Asimina reticulata, the netted pawpaw, is a species of plant in the family Annonaceae. It is endemic to Florida in the United States.

==Description==
It is a bush reaching 1.5 meters in height. It has a deep, spindle-shaped taproot from which 1 to several shoots emerge. The shoot bark changes color with age beginning as tan or rust-colored, transitioning to brown or gray-brown and becoming gray. Its leathery, oblong leaves are 5-8 centimeters long with tips that are pointed, rounded or slightly notched. The margin of the leaves are rolled under. The young leaves have sparse orange hairs on their upper surfaces and dense orange hair and their lower surfaces. The mature leaves are hairless and pale green on their upper surface and much paler and sparsely hairy on their lower surface. Its petioles are 2-6 millimeters long. It has 1-3 flowers per node on 2-3.5 centimeter long pedicels that emerge from the axils of leaf scars. The Pedicels are covered in orange hairs. Its flowers are fragrant and have a nodding habit. Its flowers have 3 (sometimes 4) triangular sepals that are 8-10 millimeters long. The sepals have red hairs on their outer surface and are hairless on their inner surface. Its flowers have 6 petals in two rows of 3. The oval, white, outer petals are 3-7 centimeters long with wavy margins. The outer petals have orange hairs on their outer surfaces and are hairless on their inner surfaces. The fleshy inner petals are 1-3.5 centimeters, shaped like narrow triangles, rolled back on their outer surface, and have swollen bases deeply wrinkled and purple on their inner surface. The stamens form a pale green or pink androecium 0.5 centimeters in diameter. Its flowers have 3-8 spindle-shaped carpels that are covered in orange hairs. Its irregularly-shaped, yellow-green, hairless fruit are 4-7 centimeters long. Its brown, shiny seeds are 1-2 centimeters long and arranged in two irregular rows.
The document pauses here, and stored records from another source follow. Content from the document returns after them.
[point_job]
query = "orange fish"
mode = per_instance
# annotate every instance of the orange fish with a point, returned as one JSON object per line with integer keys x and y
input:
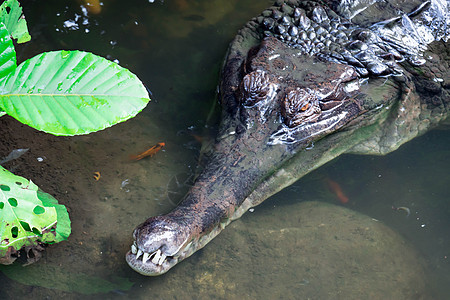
{"x": 150, "y": 152}
{"x": 336, "y": 189}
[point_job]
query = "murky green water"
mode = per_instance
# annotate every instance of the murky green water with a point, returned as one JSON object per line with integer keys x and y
{"x": 176, "y": 48}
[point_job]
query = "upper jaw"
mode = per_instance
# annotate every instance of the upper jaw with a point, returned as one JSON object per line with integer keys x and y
{"x": 149, "y": 264}
{"x": 158, "y": 244}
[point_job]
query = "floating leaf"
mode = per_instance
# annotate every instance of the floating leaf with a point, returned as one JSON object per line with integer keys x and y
{"x": 28, "y": 216}
{"x": 72, "y": 92}
{"x": 7, "y": 53}
{"x": 11, "y": 15}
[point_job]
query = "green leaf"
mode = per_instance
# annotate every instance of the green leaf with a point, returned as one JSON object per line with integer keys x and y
{"x": 72, "y": 92}
{"x": 11, "y": 15}
{"x": 7, "y": 53}
{"x": 28, "y": 216}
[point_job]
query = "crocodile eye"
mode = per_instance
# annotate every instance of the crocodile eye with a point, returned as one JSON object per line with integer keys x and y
{"x": 256, "y": 87}
{"x": 299, "y": 106}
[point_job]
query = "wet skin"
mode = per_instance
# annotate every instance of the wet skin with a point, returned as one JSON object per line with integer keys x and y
{"x": 291, "y": 104}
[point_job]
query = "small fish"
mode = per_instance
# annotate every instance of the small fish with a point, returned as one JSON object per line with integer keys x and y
{"x": 97, "y": 176}
{"x": 150, "y": 152}
{"x": 336, "y": 189}
{"x": 404, "y": 208}
{"x": 16, "y": 153}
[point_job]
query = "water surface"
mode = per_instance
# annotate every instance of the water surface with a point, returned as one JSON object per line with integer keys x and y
{"x": 176, "y": 48}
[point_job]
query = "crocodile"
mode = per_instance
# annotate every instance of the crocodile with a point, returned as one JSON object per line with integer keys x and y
{"x": 303, "y": 83}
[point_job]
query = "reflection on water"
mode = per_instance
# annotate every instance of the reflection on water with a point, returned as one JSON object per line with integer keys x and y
{"x": 176, "y": 48}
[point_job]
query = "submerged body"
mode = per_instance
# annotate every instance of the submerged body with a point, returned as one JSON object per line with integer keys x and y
{"x": 303, "y": 83}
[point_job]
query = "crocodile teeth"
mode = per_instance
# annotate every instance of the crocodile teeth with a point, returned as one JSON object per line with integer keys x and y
{"x": 155, "y": 259}
{"x": 145, "y": 257}
{"x": 161, "y": 259}
{"x": 140, "y": 252}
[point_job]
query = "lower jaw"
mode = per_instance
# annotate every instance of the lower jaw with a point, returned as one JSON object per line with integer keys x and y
{"x": 150, "y": 269}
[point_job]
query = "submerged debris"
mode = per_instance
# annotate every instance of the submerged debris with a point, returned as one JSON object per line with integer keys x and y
{"x": 16, "y": 153}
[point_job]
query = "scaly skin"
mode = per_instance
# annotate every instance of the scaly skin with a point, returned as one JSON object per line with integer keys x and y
{"x": 285, "y": 90}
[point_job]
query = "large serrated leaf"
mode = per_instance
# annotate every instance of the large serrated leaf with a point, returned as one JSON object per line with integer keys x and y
{"x": 7, "y": 53}
{"x": 11, "y": 16}
{"x": 28, "y": 216}
{"x": 72, "y": 92}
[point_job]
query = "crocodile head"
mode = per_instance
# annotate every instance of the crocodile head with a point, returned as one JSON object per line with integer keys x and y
{"x": 288, "y": 108}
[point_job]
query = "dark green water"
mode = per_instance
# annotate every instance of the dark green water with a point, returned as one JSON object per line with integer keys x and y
{"x": 176, "y": 48}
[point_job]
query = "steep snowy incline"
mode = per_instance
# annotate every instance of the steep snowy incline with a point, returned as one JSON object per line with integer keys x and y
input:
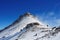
{"x": 28, "y": 27}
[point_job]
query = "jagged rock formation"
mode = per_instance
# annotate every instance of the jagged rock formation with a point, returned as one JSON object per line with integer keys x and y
{"x": 27, "y": 27}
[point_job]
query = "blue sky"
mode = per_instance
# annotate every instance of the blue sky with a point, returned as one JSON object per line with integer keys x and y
{"x": 47, "y": 10}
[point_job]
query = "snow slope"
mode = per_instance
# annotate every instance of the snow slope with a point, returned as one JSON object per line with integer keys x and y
{"x": 28, "y": 27}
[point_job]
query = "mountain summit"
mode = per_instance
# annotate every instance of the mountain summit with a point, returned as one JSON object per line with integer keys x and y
{"x": 28, "y": 27}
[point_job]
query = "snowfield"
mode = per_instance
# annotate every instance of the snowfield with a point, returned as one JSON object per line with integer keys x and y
{"x": 28, "y": 27}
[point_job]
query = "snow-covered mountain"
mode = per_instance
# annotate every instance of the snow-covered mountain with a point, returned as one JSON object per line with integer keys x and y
{"x": 28, "y": 27}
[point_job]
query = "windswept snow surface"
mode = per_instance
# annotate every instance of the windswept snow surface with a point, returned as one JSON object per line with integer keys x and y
{"x": 29, "y": 28}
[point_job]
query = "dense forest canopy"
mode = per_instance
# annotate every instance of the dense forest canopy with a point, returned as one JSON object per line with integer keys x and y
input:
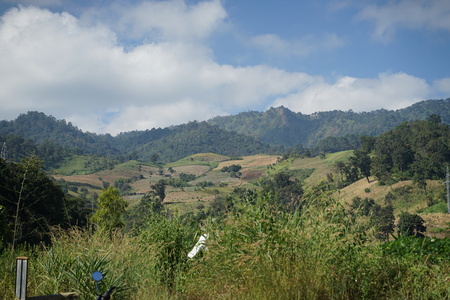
{"x": 273, "y": 131}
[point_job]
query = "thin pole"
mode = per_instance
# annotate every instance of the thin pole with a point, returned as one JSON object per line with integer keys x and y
{"x": 447, "y": 182}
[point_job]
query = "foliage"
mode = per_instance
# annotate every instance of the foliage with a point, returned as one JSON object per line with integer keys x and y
{"x": 32, "y": 203}
{"x": 411, "y": 225}
{"x": 280, "y": 126}
{"x": 414, "y": 150}
{"x": 421, "y": 249}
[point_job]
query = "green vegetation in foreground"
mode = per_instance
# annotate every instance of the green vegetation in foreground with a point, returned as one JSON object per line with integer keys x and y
{"x": 204, "y": 159}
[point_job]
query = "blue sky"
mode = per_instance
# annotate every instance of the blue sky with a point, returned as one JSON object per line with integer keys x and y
{"x": 116, "y": 66}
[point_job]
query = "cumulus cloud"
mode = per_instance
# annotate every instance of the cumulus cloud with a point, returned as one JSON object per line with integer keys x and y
{"x": 410, "y": 14}
{"x": 54, "y": 63}
{"x": 389, "y": 91}
{"x": 77, "y": 68}
{"x": 275, "y": 45}
{"x": 161, "y": 20}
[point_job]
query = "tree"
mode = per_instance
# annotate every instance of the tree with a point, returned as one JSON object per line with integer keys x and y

===Reproductive biology===
The pollen of Asimina reticulata is shed as permanent tetrads. It is pollinated by the dark flower scarab beetle Euphoria sepulcralis and the hairy flower scarab beetle Trichiotinus rufobrunneus.

===Habitat and distribution===
It has been observed growing in moist, poorly drained sand in piney flatwoods and coastal dune scrub habitats.